VANCOUVER - A report into the 2009 collapse of the Fraser River sockeye run will be made public this week after a public inquiry took two years to study what happened.

Justice Bruce Cohen, of B.C.'s Supreme Court, handed his report to the federal government Monday and a statement from Fisheries Minister Gail Shea says the report will be made public and tabled in the House of Commons on Wednesday.

The Fisheries Department had earlier refused to say whether or when the report would be made public.

"Our government recognizes the cultural and economic importance of salmon to British Columbia," Shea said in the statement. "The report will be tabled in the House of Commons on Wednesday."

Cohen will hold a news conference in Vancouver to discuss his findings Wednesday afternoon.

The inquiry examined why millions of sockeye salmon vanished in 2009 from one of British Columbia's most prized fisheries. Just 1.4 million sockeye showed up in B.C.'s rivers and streams in a run that was anticipated to be around 10 million.

The offspring of those salmon are expected to return to the Fraser River during the summer of 2013.

Cohen listened to 160 witnesses and compiled 14,000 pages of transcripts and 2,100 exhibits.
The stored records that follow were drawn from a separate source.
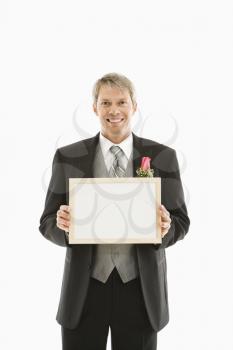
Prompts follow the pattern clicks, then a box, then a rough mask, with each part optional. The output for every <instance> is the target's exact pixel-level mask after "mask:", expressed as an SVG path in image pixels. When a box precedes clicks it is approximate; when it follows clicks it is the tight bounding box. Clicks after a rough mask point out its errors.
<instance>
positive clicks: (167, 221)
mask: <svg viewBox="0 0 233 350" xmlns="http://www.w3.org/2000/svg"><path fill="white" fill-rule="evenodd" d="M160 213H161V235H162V238H163V237H164V236H165V235H166V234H167V233H168V231H169V229H170V227H171V218H170V213H169V211H168V210H167V209H166V208H165V206H164V205H162V204H161V205H160Z"/></svg>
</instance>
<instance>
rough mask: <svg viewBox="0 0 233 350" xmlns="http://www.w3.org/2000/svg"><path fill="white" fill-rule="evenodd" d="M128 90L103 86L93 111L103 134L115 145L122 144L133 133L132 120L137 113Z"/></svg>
mask: <svg viewBox="0 0 233 350" xmlns="http://www.w3.org/2000/svg"><path fill="white" fill-rule="evenodd" d="M136 108H137V106H134V105H133V103H132V100H131V97H130V95H129V92H128V90H127V89H120V88H118V87H117V86H109V85H102V86H101V88H100V90H99V95H98V99H97V103H96V104H95V103H94V104H93V110H94V112H95V113H96V115H97V116H98V117H99V120H100V124H101V133H102V134H103V135H104V136H105V137H106V138H107V139H109V140H111V141H112V142H113V143H120V142H121V141H123V140H124V139H125V138H126V137H127V136H129V134H130V133H131V118H132V116H133V114H134V112H135V111H136Z"/></svg>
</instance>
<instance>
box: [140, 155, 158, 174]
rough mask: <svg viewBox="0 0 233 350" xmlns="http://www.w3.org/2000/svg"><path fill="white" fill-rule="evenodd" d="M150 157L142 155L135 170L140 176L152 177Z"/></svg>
mask: <svg viewBox="0 0 233 350" xmlns="http://www.w3.org/2000/svg"><path fill="white" fill-rule="evenodd" d="M150 161H151V158H150V157H142V161H141V166H140V168H138V169H137V170H136V173H137V174H138V176H141V177H153V176H154V169H151V168H150Z"/></svg>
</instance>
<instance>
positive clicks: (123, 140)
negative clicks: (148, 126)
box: [99, 132, 133, 171]
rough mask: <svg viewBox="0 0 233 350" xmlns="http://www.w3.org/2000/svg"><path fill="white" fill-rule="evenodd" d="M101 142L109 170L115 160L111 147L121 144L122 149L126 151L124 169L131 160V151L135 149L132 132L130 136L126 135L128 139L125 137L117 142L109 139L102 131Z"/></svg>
mask: <svg viewBox="0 0 233 350" xmlns="http://www.w3.org/2000/svg"><path fill="white" fill-rule="evenodd" d="M99 142H100V147H101V151H102V153H103V157H104V161H105V165H106V168H107V170H108V171H109V170H110V168H111V165H112V163H113V161H114V154H113V153H112V152H111V151H110V147H111V146H112V145H114V146H119V147H120V148H121V149H122V151H123V152H124V154H123V155H122V163H123V166H124V169H126V168H127V165H128V161H129V158H130V155H131V152H132V150H133V135H132V132H131V133H130V135H129V136H128V137H126V139H124V140H123V141H122V142H120V143H117V144H116V143H113V142H112V141H110V140H109V139H107V138H106V137H105V136H103V135H102V134H101V133H100V137H99Z"/></svg>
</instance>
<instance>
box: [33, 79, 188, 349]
mask: <svg viewBox="0 0 233 350" xmlns="http://www.w3.org/2000/svg"><path fill="white" fill-rule="evenodd" d="M93 99H94V102H93V109H94V112H95V114H96V115H97V117H98V118H99V121H100V132H98V133H97V134H96V135H95V136H94V137H91V138H88V139H85V140H82V141H78V142H76V143H73V144H71V145H68V146H65V147H61V148H59V149H57V151H56V153H55V156H54V160H53V168H52V177H51V180H50V184H49V188H48V192H47V195H46V200H45V208H44V211H43V213H42V216H41V218H40V227H39V230H40V232H41V233H42V234H43V235H44V237H45V238H47V239H49V240H50V241H52V242H53V243H55V244H58V245H60V246H64V247H66V258H65V266H64V275H63V281H62V289H61V296H60V303H59V307H58V311H57V317H56V320H57V322H58V323H59V324H60V325H61V332H62V345H63V350H76V349H81V350H105V349H106V343H107V336H108V332H109V327H110V328H111V340H112V349H114V350H131V349H132V350H152V349H153V350H155V349H156V347H157V332H158V331H159V330H161V329H162V328H163V327H164V326H166V324H167V323H168V321H169V309H168V294H167V270H166V255H165V248H167V247H169V246H171V245H173V244H175V243H176V242H177V241H178V240H181V239H183V238H184V236H185V235H186V233H187V232H188V229H189V224H190V220H189V218H188V214H187V208H186V205H185V201H184V193H183V188H182V183H181V178H180V172H179V165H178V162H177V157H176V152H175V150H174V149H172V148H170V147H168V146H165V145H163V144H160V143H158V142H155V141H152V140H149V139H145V138H141V137H138V136H136V135H135V134H134V133H133V132H132V130H131V120H132V118H133V115H134V113H135V111H136V109H137V103H136V98H135V91H134V87H133V84H132V82H131V81H130V80H129V79H128V78H126V77H125V76H123V75H120V74H116V73H110V74H106V75H105V76H103V77H102V78H101V79H99V80H97V82H96V83H95V85H94V88H93ZM143 157H150V158H151V168H154V170H155V173H154V176H159V177H161V201H162V204H163V205H161V207H160V211H161V230H162V243H161V244H98V245H94V244H82V245H78V244H77V245H71V244H69V238H68V236H69V225H70V214H69V209H70V208H69V206H68V203H69V192H68V181H69V178H71V177H77V178H78V177H79V178H83V177H84V178H90V177H114V176H126V177H134V176H137V174H136V169H137V168H138V167H140V165H141V160H142V158H143ZM113 223H114V221H113Z"/></svg>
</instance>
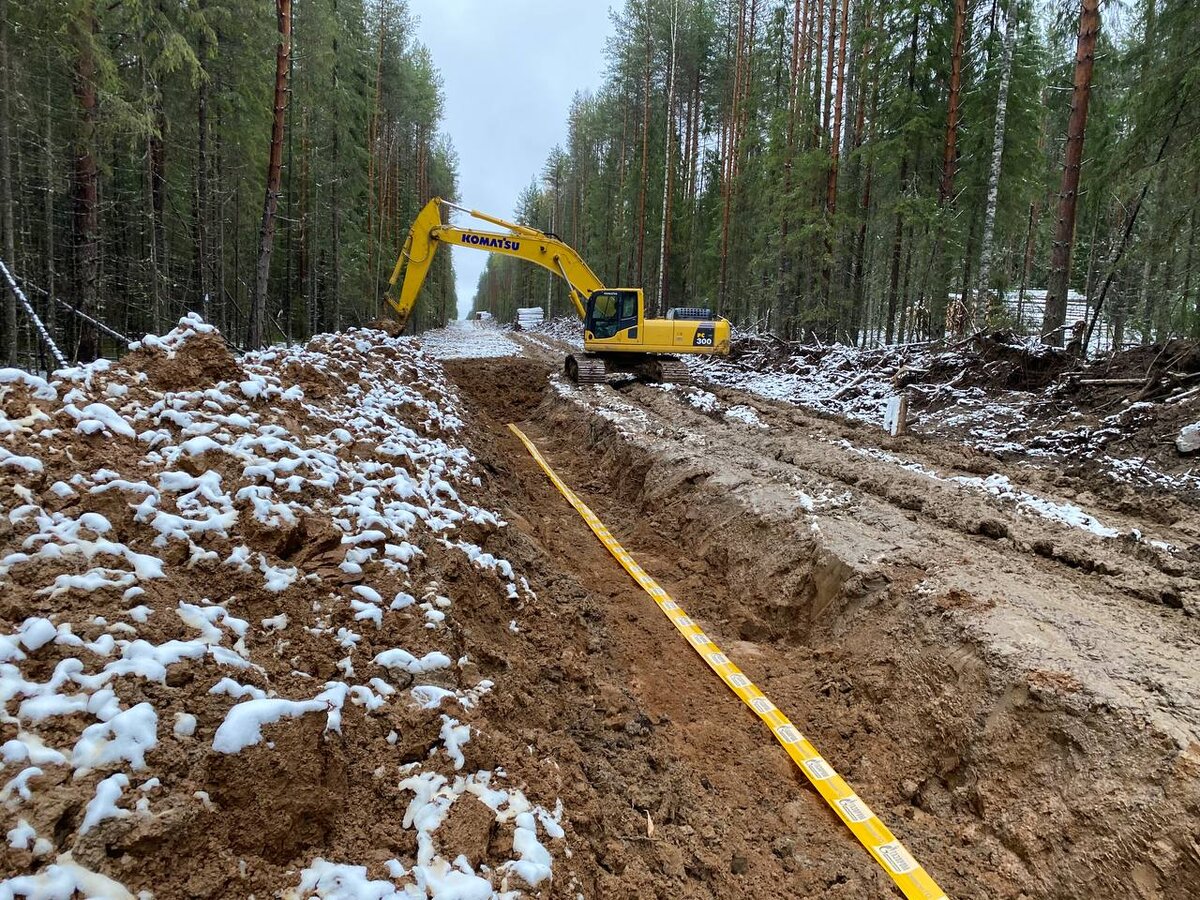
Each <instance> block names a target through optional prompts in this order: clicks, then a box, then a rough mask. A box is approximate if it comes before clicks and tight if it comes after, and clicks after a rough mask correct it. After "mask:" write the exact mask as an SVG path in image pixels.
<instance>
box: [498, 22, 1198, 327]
mask: <svg viewBox="0 0 1200 900" xmlns="http://www.w3.org/2000/svg"><path fill="white" fill-rule="evenodd" d="M614 23H616V34H614V37H613V38H612V41H611V42H610V47H608V73H607V78H606V82H605V84H604V86H602V88H601V89H600V90H599V91H596V92H595V94H594V95H580V96H577V98H576V101H575V103H574V107H572V109H571V113H570V121H569V139H568V142H566V145H565V146H564V148H554V150H553V151H552V152H551V154H550V157H548V158H547V161H546V164H545V168H544V169H542V172H541V173H538V176H536V179H535V180H534V181H533V184H530V185H529V187H528V188H527V190H526V191H524V193H523V194H522V197H521V198H520V203H518V206H517V210H516V216H517V217H518V218H520V220H522V221H523V222H526V223H528V224H534V226H536V227H539V228H542V229H546V230H552V232H554V233H557V234H559V235H560V236H562V238H563V239H564V240H566V241H568V242H570V244H572V245H574V246H576V247H577V248H578V250H580V251H581V253H582V254H583V256H584V258H586V259H587V260H588V262H589V263H590V264H592V266H593V268H594V269H595V271H596V274H598V275H599V276H600V278H601V281H604V282H605V283H607V284H612V286H640V287H643V288H644V289H646V295H647V307H648V310H656V311H661V310H664V308H666V307H670V306H708V307H712V308H714V310H716V311H719V312H721V313H724V314H726V316H727V317H730V318H731V319H733V320H734V322H736V323H738V324H740V325H746V326H755V325H757V326H758V328H769V329H772V330H773V331H775V332H776V334H779V335H782V336H786V337H816V338H818V340H842V341H857V342H868V341H871V342H875V341H888V342H904V341H918V340H925V338H935V337H942V336H946V335H947V334H949V335H950V336H954V335H962V334H970V332H972V331H974V330H978V329H983V328H990V326H995V328H1003V326H1012V325H1013V324H1016V320H1018V316H1019V317H1020V322H1021V323H1022V324H1024V323H1030V324H1028V326H1027V328H1022V330H1025V331H1026V332H1028V334H1032V335H1034V336H1038V337H1042V338H1043V340H1044V341H1046V342H1048V343H1060V344H1061V343H1063V342H1070V341H1072V338H1073V336H1075V335H1076V334H1078V331H1076V330H1075V328H1074V326H1075V322H1081V320H1084V317H1086V318H1087V323H1086V326H1087V329H1091V328H1094V326H1096V324H1097V323H1098V324H1099V328H1100V330H1102V331H1104V332H1105V334H1106V335H1108V336H1109V338H1108V340H1109V341H1110V342H1112V343H1117V344H1121V343H1122V342H1124V343H1128V342H1130V341H1136V340H1152V338H1159V337H1163V336H1166V335H1170V334H1181V332H1182V334H1190V335H1193V336H1200V272H1198V271H1196V269H1198V266H1200V247H1198V246H1196V240H1198V235H1196V218H1198V205H1200V140H1198V137H1200V85H1198V84H1196V82H1198V77H1200V50H1198V48H1200V5H1198V4H1196V2H1195V0H1116V1H1114V2H1109V4H1106V5H1104V7H1103V8H1100V6H1099V2H1098V0H1046V1H1043V0H1036V1H1034V2H1031V0H944V1H943V2H938V4H928V2H924V1H923V0H786V1H785V0H626V2H625V4H624V7H623V8H622V10H620V11H619V12H617V13H616V14H614ZM564 77H565V76H564ZM664 173H666V174H667V176H666V178H664ZM1068 290H1069V292H1070V298H1072V304H1070V306H1069V308H1068V306H1067V300H1068ZM547 295H548V296H550V298H551V305H552V312H554V313H562V312H565V311H566V305H565V304H566V301H565V294H564V292H563V288H562V286H553V287H552V286H550V284H547V276H546V275H545V274H542V272H541V271H535V270H532V269H529V268H522V266H521V265H520V264H517V263H515V262H514V260H511V259H508V258H498V257H494V258H491V259H490V260H488V266H487V270H486V271H485V274H484V275H482V277H481V278H480V282H479V292H478V294H476V298H475V307H476V308H478V310H488V311H491V312H493V313H496V314H497V316H499V317H500V318H505V319H506V318H509V317H510V316H511V312H512V308H514V307H515V306H522V305H532V304H545V302H546V299H547ZM1043 299H1044V306H1045V312H1044V314H1043V311H1042V304H1043ZM1084 299H1086V308H1085V307H1084V305H1082V302H1081V301H1082V300H1084ZM1068 312H1069V313H1070V314H1069V316H1068ZM1031 313H1032V314H1031ZM1093 346H1094V344H1093Z"/></svg>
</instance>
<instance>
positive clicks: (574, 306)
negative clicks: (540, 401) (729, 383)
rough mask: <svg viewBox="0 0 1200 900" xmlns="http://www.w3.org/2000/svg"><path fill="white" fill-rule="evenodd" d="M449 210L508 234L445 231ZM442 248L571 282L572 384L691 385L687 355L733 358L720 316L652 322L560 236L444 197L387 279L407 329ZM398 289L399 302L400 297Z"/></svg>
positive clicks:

Fisheries advocates are predicting the report will come down hard on the way the Fisheries Department manages the resource.

The inquiry began in August 2010 and ended in December 2011, and during the course of its hearings, the commission tackled some 40 themes, ranging from aboriginal fishing to aquaculture, commercial fishing to disease, habitat management and enforcement to predation.

Cohen's report, which must be submitted in both official languages, originally faced a deadline of May 1, 2011, but that deadline was extended to June 30, 2012, Sept. 30, 2012, and then Oct. 29, 2012.